Au terme de ce bras de fer entre Athènes et Bruxelles, les dirigeants de la zone euro se sont décidés à construire un mur entre la Grèce et le reste de l'espace monétaire. Selon Anne-Laure Delatte, économiste à la Rouen Business School, "le mur, ce sont les 400 milliards d'euros que la BCE a injectés sur les marchés depuis l'automne."

"Aujourd'hui, les Européens ont l'impression qu'ils ont réussi à isoler le problème grec et qu'ils pourront résister à une sortie de la Grèce de la zone euro. Ils commencent à se désengager vis-à-vis de la Grèce, qu'ils ne veulent plus sauver à tout prix. Preuve en est, ils ont changé de discours et mettent de plus en plus de pression sur Athènes", analyse cette experte.

D'autres instances se mettent même à parier en faveur d'une faillite de la Grèce. C'est le cas de certains fonds d'investissement qui achètent en masse des CDS (Credit Default Swap), ces fameuses assurances sur des emprunts émis par un État (ou une entreprise).

Des investisseurs peu éthiques achètent des CDS sur de la dette grecque, sans pour autant en détenir. "C'est exactement comme si je m'assurais contre un incendie sur une habitation dont je ne suis ni propriétaire ni locataire. J'ai tout intérêt à ce que cette maison prenne feu pour toucher la prime", explique l'auteur Paul Jorion.

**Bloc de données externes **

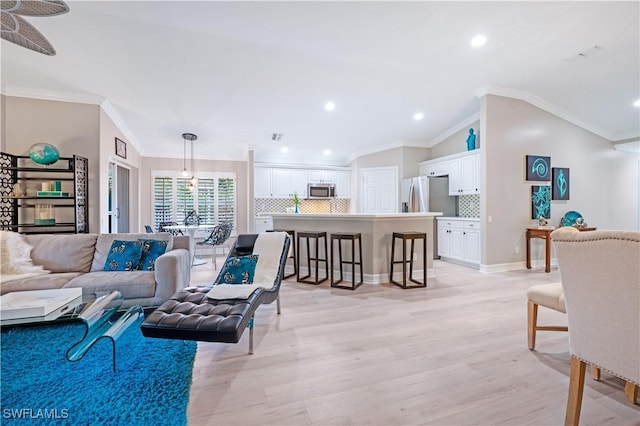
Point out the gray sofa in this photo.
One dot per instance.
(77, 261)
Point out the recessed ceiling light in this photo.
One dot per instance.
(478, 40)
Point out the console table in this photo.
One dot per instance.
(545, 234)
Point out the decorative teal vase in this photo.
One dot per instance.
(44, 154)
(471, 140)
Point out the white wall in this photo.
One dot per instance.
(603, 181)
(108, 133)
(70, 127)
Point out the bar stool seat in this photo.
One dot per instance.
(292, 252)
(352, 237)
(315, 256)
(405, 237)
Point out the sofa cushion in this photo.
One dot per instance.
(15, 255)
(39, 282)
(123, 256)
(63, 253)
(151, 250)
(239, 270)
(132, 284)
(104, 241)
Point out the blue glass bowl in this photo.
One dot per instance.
(570, 218)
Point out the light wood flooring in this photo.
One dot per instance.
(454, 353)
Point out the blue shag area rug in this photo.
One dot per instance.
(39, 386)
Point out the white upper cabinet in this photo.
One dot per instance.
(282, 183)
(470, 174)
(299, 181)
(288, 181)
(463, 170)
(435, 168)
(322, 176)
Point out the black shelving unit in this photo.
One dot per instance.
(17, 213)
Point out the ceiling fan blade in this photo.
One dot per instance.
(19, 31)
(35, 7)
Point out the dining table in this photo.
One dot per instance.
(191, 231)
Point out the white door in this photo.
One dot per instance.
(118, 199)
(343, 184)
(262, 183)
(379, 193)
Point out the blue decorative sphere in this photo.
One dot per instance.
(570, 218)
(44, 154)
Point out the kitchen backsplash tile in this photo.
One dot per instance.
(279, 205)
(469, 205)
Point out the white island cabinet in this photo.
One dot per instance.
(459, 239)
(376, 231)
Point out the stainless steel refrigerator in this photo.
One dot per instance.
(428, 194)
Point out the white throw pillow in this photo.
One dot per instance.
(15, 255)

Environ 3,2 milliards de dollars de CDS étaient en cours sur la Grèce début février.

  • ...ce qui entraîne des relents ramenant à la Seconde guerre mondiale

Personnage discret et posé, le président de la République grec Karolos Papoulias est sorti de sa réserve: "Qui est M. Schäuble pour insulter la Grèce ? Qui sont les Néerlandais ? Qui sont les Finlandais ? Nous avons toujours eu la fierté de défendre non seulement notre liberté et notre pays, mais aussi la liberté de l'Europe." Karolos Papoulias, ancien résistant qui a fait ses études en Allemagne, vise ces trois pays dans une claire allusion à la Seconde guerre mondiale.

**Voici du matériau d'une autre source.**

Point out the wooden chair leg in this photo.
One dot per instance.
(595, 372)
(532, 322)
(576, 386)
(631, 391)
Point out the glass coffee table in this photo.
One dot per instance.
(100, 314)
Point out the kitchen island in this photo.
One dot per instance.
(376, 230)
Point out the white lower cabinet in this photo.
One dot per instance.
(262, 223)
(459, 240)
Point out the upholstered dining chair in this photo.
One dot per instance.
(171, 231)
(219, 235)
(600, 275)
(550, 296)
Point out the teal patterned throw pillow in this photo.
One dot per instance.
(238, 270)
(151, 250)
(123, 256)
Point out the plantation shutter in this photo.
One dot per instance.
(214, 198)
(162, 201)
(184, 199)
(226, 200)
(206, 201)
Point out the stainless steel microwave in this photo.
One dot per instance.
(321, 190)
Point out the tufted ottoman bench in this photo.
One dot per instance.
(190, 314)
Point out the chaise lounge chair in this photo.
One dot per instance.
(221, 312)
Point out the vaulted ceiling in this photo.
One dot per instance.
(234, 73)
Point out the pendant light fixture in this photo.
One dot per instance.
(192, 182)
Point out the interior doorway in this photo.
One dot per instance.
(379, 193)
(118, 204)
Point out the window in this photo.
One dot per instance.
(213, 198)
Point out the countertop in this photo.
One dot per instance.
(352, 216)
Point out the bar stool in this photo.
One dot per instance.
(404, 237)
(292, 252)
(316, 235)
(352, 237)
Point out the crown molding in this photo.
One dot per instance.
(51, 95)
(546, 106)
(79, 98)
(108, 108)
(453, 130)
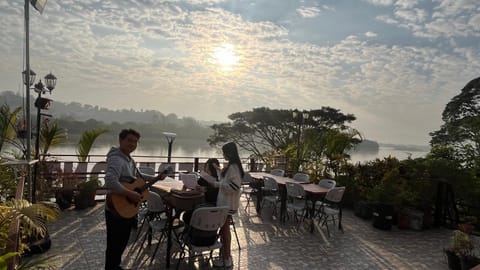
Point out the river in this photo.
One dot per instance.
(205, 151)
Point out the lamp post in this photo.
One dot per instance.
(170, 138)
(300, 118)
(40, 103)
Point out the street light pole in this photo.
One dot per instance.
(28, 83)
(170, 138)
(300, 118)
(42, 103)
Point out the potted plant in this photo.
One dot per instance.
(85, 196)
(460, 252)
(32, 220)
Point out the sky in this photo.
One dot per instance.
(394, 64)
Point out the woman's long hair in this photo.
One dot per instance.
(230, 153)
(211, 168)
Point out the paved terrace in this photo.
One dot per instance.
(78, 237)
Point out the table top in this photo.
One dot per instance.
(168, 184)
(282, 180)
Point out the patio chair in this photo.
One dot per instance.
(277, 172)
(324, 183)
(296, 200)
(331, 208)
(147, 170)
(301, 177)
(247, 189)
(270, 194)
(189, 180)
(203, 232)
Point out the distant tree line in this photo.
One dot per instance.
(77, 118)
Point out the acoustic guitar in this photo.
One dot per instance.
(122, 205)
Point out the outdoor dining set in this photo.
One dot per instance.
(289, 198)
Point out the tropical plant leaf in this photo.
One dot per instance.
(32, 218)
(51, 135)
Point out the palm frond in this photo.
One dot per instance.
(51, 135)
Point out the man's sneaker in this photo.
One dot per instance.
(219, 262)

D'un plan d'austérité à l'autre, ces idées vieilles de 67 ans font du chemin et trouvent un écho de plus en plus important dans la société grecque. Manolis Glezos, 89 ans, connu pour avoir décroché le drapeau nazi de l'Acropole, a remis le couvert sur une dette... allemande jamais réglée à Athènes.

Cette facture de réparation de guerre fixée à 476 millions de reichsmarks correspond à environ 10 milliards d'euros actuels. Avec un taux d'intérêt annuel de 3%, le montant de la dette allemande pourrait aujourd'hui s'élever entre 80 et 100 milliards d'euros, soit un montant proche de ce que l'Europe s'apprête à débourser.

Berlin ne s'est pas exprimée sur la question. Mais au jeu des petites phrases, cette nouvelle polémique utilisée par les manifestants ne risque pas d'améliorer des relations déjà très tendues.